This repository takes inspiration from the paper "User intention prediction for trigger-action programming rule using multi-view representation learning" https://www.sciencedirect.com/science/article/abs/pii/S0957417424030653?via%3Dihub and want to build a representation model for user intention prediction in a TAP (Trigger-action programming) framework settings.
The task is a typical multilabel classification problem.

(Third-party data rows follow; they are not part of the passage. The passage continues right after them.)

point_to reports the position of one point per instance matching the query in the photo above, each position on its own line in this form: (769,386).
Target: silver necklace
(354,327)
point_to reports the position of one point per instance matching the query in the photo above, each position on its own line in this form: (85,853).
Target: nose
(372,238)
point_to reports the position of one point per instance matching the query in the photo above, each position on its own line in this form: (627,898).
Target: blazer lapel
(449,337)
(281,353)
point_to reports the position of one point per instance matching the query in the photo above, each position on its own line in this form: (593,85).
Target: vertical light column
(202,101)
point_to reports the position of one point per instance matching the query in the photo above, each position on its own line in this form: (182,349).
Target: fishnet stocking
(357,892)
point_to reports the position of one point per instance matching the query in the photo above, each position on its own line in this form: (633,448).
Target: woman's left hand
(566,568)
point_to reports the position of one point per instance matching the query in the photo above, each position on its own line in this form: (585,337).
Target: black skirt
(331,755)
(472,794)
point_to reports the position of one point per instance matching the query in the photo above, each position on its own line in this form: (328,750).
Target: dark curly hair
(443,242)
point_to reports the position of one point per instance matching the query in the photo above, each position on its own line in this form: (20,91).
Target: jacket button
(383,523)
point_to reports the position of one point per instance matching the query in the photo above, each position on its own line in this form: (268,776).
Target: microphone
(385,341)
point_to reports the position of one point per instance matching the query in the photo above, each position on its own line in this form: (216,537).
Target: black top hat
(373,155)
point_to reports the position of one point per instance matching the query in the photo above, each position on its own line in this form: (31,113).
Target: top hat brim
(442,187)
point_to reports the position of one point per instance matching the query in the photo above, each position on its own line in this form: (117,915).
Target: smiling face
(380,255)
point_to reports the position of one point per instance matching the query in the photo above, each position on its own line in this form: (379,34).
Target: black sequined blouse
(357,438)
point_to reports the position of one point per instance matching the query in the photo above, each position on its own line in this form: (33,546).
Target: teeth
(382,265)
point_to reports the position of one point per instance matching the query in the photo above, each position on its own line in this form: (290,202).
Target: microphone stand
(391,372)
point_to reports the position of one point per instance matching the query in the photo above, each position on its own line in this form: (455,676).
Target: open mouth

pip install -r requirements.txt
The reference dataset is the IFTTT If-This-Then-That dataset (https://zenodo.org/records/5572861 also available on kaggle https://www.kaggle.com/code/hrs2kr/analysis-on-ifttt-dataset). The main refernce file is the Step4_Single_Trigger_IoT_Rules.csv that contains the target column "goal".
A step by step methodology oriented to clarity and pragmatism
-01_dataset_analysis_and_preparation EDA analysis and some preprocessing steps
-02_text_embedding_creation_and_representation text embedding creation (sentence-transformers library) and UMAP representation
-02_text_embedding_creation_and_representation_trasformers text embedding creation (transformers library) and UMAP representation
-02_text_embedding_creation_and_representation_finetuned text embedding creation (transformers library) and UMAP representation using a finetuned model
-02_text_embedding_creation_and_representation_LLM text embedding creation (via ollama) and UMAP representation using a decoder style model
-03_dataset_manipulation_for_multilabel_classification produce a dataset suitable for a multilabel classification task
Starting from a baseline model the aim of the project is to build AI models of increasing complexity to achieve the best performance scores.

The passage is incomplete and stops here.